If one scene characterizes the difference between book and film, I’d say it’s when Martin’s Ray Porter tells Dane’s Mirabelle that he slept with another woman. They had always supposedly had an open relationship, but both book and film (in different but individually appropriate ways) clearly show how that may not have meant the same thing to each of them. In the film, the slightly more sympathetic and emotional Ray writes a note, and in the scene we discover Mirabelle crying hysterically on her bed having just read it with Ray sitting right next to her. The note ends with Ray writing that he’s telling her this because she has the right to know. (I don’t actually remember the line: it’s either, “You have the right to know,” or “You deserve to know.”)

This is a completely different situation however than what’s presented in the novel in which during their conversation about remaining open, Mirabelle tells Ray that if he ever sleeps with somebody else, she wants to know. And although he tells her in the exact same manner — in writing as he sits next to her — and she has a similar reaction, the last line is different, stating that the only reason he’s telling her is because she asked him to. The difference is one in motivation. In the book, Ray is supposed to be utterly oblivious to her feelings even as he has some indescribable attachment (and even love) for her. He thinks he’s just doing what she asked and there’s no reason for her to get upset. But in the film, Ray actually has some sort of feelings, even if they’re conflicted ones, and it’s because he cares for Mirabelle (even if he’s not sure exactly how or why) that he decides she has any rights in this relationship at all. It means more. It’s easier to identify with both of them and the entire situation. Yet Ray doesn’t suddenly become any sort of saint, and it’s still clear that while he felt guilty and obligated to be forthcoming with her, he still doesn’t necessarily think he did anything wrong. In his own mind, his guilt actually stems from the fact that being with this other woman simply wasn’t as enjoyable as being with Mirabelle.

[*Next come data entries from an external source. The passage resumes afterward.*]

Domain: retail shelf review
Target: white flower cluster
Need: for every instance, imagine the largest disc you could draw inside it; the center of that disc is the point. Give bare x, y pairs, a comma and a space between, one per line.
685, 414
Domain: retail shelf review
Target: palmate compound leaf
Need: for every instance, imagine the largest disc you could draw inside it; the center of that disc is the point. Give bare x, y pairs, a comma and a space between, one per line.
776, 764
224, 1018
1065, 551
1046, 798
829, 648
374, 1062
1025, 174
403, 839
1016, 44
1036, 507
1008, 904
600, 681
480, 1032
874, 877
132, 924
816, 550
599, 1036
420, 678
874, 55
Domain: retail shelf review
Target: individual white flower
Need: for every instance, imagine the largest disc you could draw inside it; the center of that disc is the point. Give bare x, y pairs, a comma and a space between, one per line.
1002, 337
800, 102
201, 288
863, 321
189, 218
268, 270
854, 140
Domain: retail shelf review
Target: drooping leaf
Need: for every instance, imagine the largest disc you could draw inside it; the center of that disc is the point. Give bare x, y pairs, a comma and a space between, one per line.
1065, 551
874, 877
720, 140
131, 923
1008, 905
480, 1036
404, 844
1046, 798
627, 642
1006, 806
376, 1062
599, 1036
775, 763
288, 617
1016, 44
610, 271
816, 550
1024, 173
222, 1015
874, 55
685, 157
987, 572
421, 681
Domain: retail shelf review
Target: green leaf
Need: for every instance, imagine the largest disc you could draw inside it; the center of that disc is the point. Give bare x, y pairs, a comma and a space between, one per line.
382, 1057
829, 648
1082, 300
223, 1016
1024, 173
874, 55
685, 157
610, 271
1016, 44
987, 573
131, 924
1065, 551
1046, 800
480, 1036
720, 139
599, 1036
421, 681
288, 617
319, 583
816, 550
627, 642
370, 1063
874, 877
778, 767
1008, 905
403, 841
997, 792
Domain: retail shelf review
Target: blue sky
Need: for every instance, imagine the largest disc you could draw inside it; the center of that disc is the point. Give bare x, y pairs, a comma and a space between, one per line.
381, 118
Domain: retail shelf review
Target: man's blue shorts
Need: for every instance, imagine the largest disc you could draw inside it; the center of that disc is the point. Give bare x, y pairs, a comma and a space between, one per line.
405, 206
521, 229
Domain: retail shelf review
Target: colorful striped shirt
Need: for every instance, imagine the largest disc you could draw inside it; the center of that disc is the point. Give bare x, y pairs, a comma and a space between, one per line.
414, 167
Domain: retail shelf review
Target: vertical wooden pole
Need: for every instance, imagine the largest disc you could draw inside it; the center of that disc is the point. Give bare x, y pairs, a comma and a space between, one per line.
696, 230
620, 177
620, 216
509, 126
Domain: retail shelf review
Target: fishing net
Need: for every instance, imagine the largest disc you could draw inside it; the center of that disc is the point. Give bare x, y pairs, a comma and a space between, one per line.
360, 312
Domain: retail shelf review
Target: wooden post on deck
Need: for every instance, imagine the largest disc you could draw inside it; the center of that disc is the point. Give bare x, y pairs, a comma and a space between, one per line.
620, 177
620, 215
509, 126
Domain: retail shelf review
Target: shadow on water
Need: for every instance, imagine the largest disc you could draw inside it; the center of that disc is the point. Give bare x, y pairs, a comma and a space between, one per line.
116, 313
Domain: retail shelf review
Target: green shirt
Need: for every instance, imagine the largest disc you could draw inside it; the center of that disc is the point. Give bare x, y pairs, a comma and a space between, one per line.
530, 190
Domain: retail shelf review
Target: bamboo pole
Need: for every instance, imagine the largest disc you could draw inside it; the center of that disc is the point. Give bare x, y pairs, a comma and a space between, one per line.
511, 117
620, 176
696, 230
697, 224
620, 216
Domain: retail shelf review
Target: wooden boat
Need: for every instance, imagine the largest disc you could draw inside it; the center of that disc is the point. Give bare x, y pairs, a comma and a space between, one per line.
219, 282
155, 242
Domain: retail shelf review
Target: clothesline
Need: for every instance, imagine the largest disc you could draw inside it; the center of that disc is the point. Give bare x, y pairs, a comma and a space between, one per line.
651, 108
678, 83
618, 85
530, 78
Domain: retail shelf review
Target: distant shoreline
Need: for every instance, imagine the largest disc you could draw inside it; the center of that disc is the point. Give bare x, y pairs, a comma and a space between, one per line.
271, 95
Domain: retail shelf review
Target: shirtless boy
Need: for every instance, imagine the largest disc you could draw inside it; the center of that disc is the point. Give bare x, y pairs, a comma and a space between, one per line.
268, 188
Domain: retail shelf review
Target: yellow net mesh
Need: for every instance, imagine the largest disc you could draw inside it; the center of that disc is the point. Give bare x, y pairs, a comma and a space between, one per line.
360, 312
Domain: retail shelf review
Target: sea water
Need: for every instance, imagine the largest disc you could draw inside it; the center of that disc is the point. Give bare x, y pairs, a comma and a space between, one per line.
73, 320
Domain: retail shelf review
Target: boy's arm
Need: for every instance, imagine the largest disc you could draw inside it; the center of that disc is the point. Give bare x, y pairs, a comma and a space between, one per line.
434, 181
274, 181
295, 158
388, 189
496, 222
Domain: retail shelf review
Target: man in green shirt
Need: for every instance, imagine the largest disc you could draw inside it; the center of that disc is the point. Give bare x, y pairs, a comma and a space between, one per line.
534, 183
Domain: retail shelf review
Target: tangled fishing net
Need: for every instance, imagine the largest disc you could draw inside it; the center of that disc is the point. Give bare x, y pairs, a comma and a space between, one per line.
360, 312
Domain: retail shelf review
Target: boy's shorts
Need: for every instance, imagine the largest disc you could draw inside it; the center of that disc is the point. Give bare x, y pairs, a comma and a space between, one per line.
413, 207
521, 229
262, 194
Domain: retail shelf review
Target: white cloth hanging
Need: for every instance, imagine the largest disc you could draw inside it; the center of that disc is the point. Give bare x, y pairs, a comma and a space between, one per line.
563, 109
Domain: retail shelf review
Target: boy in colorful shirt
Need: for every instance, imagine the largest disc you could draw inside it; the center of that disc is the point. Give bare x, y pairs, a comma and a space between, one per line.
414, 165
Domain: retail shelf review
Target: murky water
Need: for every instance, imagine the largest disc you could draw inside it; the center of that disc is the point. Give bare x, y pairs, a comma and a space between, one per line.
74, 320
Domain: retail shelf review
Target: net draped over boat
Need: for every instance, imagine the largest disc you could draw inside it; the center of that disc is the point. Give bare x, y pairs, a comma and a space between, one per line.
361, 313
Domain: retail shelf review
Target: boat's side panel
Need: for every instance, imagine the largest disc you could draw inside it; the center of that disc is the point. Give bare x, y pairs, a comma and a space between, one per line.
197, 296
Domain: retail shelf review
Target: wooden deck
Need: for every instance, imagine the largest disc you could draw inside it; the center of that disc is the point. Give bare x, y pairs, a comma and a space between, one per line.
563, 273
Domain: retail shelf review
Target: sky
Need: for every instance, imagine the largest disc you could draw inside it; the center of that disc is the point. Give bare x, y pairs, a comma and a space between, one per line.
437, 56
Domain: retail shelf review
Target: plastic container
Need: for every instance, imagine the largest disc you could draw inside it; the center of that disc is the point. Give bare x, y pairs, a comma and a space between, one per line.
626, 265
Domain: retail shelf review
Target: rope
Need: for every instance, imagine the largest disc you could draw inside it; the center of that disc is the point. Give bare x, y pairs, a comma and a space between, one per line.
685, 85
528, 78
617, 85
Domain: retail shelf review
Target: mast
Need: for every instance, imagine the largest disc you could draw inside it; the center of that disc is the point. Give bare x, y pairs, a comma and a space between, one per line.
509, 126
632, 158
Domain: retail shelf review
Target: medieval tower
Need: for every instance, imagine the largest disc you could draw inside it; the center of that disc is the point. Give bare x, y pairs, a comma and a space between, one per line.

Shopgirl is still a somewhat dreary movie with a slightly too tidy almost-Hollywood ending, and I do think my dislike for the book actually helped me enjoy the film more. I wouldn’t flat out recommend Shopgirl, although again, Schwartzman’s performance is quite funny and entertaining, but for a somewhat dark romantic dramedy, I’ve certainly seen worse. Moreover, for maybe the first time ever, Shopgirl proves that sometimes, a watching a film can be better for you than reading.